Council members went back to the drawing board on Tuesday to devise strategies to generate much needed finances for the sister isle, since the cessation of sand mining.
Among the proposals outlined by deputy chairman of the council Fabian Jones yesterday were the possibility of the island colleting its own Environmental Tax from visiting yachts, a 12-acre agricultural programme and implementing changes that would facilitate ease of doing business.
A follow-up meeting will be held on May 1 to decide how the council will proceed to implement the recommendations, after a planned meeting with government.
Antigua Labour Party (ALP) Senator Arthur Nibbs has thrown his support behind the list of recommendations.

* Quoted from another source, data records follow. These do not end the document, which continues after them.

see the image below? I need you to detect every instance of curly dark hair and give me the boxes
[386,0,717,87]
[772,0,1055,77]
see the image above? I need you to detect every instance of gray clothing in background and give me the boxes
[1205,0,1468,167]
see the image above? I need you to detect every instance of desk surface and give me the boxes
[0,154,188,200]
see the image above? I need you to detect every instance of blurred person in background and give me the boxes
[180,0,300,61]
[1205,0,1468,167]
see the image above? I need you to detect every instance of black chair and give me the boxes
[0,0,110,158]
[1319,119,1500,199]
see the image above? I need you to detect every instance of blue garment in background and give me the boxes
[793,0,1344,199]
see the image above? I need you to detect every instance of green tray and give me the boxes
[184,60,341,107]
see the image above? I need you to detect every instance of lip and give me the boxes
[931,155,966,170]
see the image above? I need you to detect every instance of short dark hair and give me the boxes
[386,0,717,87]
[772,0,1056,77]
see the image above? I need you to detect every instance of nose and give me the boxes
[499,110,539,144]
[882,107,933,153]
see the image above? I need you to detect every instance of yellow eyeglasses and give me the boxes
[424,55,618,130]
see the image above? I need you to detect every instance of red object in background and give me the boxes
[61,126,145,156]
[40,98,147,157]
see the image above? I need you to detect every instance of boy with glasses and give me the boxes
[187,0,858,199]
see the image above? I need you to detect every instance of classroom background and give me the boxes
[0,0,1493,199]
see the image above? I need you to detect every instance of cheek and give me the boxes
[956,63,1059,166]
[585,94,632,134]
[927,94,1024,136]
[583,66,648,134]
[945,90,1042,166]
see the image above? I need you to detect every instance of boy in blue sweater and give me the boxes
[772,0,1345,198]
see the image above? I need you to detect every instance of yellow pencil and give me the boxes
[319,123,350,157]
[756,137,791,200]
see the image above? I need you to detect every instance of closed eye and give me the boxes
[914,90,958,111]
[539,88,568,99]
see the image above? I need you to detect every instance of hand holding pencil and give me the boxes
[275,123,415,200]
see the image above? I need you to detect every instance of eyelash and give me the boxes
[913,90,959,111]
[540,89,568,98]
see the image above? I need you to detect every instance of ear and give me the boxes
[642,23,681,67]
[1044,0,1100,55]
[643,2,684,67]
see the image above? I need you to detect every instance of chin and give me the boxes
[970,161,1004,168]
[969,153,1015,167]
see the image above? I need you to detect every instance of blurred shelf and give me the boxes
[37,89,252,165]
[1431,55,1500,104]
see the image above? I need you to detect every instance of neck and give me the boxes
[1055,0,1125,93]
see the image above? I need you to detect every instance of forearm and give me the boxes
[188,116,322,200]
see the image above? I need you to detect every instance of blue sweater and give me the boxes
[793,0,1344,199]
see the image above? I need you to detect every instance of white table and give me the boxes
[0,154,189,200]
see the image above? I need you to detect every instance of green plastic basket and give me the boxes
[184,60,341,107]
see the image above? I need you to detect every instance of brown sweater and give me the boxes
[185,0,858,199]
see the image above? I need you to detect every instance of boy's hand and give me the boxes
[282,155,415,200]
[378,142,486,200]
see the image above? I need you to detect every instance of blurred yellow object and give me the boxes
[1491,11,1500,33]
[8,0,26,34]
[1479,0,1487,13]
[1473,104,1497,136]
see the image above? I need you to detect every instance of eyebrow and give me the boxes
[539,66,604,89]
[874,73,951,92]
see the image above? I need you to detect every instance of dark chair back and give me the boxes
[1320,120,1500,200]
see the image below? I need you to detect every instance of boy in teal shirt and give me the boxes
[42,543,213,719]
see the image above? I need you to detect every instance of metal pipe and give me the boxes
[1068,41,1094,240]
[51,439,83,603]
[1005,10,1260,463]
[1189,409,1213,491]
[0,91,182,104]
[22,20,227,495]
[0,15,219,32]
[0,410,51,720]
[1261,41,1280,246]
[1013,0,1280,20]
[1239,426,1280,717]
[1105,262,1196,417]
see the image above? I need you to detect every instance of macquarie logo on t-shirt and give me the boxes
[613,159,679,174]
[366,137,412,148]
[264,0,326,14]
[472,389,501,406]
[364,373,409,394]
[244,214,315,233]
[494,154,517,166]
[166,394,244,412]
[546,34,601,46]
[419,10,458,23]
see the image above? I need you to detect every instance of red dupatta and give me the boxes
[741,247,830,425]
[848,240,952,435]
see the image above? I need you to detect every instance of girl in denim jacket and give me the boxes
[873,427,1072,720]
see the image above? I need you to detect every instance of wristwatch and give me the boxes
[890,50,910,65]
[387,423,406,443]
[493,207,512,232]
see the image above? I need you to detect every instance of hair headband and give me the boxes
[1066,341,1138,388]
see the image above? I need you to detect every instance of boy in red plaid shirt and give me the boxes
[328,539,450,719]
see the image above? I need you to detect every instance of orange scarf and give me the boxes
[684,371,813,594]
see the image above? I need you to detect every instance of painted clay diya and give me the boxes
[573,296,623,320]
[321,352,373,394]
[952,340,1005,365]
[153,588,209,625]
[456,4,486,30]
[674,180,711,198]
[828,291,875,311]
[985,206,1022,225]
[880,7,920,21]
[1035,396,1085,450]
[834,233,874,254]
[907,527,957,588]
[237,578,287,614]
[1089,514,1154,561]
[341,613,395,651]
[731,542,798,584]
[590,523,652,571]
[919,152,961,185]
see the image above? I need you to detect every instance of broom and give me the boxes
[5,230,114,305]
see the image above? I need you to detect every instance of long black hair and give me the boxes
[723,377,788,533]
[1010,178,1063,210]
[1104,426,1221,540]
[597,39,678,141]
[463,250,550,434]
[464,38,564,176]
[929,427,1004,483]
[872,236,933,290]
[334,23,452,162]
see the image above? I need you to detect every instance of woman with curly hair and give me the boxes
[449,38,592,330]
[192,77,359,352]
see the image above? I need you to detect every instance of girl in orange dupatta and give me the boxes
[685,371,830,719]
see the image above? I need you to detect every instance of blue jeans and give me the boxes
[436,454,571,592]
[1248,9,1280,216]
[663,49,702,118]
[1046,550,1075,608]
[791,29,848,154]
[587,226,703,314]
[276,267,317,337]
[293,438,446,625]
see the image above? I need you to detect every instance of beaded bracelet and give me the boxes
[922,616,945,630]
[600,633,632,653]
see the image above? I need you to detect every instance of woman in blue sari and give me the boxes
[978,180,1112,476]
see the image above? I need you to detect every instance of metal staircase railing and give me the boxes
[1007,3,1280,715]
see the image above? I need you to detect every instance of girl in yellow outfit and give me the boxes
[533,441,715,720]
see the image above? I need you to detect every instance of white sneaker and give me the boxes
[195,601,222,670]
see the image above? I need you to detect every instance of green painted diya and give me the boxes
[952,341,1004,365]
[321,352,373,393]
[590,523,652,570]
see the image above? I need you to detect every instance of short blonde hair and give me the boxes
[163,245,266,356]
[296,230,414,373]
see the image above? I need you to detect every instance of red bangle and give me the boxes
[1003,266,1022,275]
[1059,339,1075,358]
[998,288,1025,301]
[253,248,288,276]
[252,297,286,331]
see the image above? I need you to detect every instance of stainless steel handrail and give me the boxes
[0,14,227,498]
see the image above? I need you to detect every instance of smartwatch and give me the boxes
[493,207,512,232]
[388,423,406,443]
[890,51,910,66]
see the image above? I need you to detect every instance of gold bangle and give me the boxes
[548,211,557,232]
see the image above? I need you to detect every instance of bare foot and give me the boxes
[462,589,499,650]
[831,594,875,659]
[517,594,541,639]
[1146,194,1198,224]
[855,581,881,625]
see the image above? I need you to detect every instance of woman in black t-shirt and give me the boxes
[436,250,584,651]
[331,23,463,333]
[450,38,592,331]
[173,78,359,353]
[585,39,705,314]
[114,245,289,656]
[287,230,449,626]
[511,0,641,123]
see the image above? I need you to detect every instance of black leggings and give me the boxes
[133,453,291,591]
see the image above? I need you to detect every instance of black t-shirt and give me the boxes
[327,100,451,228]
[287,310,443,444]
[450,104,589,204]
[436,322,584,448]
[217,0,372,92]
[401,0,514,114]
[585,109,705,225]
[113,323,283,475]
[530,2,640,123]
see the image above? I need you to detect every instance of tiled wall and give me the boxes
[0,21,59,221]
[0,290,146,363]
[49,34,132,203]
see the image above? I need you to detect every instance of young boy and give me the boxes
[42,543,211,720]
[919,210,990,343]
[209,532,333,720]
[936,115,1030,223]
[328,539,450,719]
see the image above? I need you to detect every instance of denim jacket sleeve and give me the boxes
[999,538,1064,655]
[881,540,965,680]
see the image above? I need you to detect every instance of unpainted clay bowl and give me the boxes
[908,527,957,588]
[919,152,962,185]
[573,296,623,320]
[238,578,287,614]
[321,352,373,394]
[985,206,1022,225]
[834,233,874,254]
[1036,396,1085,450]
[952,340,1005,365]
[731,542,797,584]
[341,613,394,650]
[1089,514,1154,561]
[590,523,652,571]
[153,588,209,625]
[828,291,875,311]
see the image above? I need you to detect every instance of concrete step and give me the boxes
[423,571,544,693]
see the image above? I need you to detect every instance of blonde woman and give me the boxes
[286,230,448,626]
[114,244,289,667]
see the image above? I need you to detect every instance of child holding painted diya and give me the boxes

Nibbs told OBSERVER Media he is optimistic about the plans and hopes that the council would put the proverbial “pedal to the wheel” to get these programmes going.
“It is our hope however, that it would not just be like the other meetings of council, where resolutions have been made and then nothing comes of them,” he said.
Nibbs said he is in favour of the recommendations, with the exception of the proposed agriculture programme.
He said for this to be successful, the production should be left in the hands of the farmers and marketing and sales of the produce could be dealt with by the council.
The programme, put forward by the Chairman of Agriculture Sibley Charles, is expected to reel in close to $2 million annually through the cultivation of onions, tomatoes and sweet peppers.
Deputy chairman of the council Fabian Jones said this is still in the development phase.
Speaking specially to other recommendations, Jones explained that council would also be lobbying government in its quest to have Barbuda declared a port of entry and a duty-free zone.
Plans are also in the cards to declare a three-mile fishing zone on the island as a marine protected area.
“Persons wishing to fish in that area would have to get a permit and then we can decide the cost for a permit and probably the amount of catch you can take in a day, that way we would also help to grow the economy,” Jones explained in an interview.
The deputy chairman is also hoping some aspects of the proposal can be implemented this year.
“There is no time to waste right now and that is why we have set timelines to tell them that we need to have these meetings one behind the other so that we can have something to take to the council,” Jones added.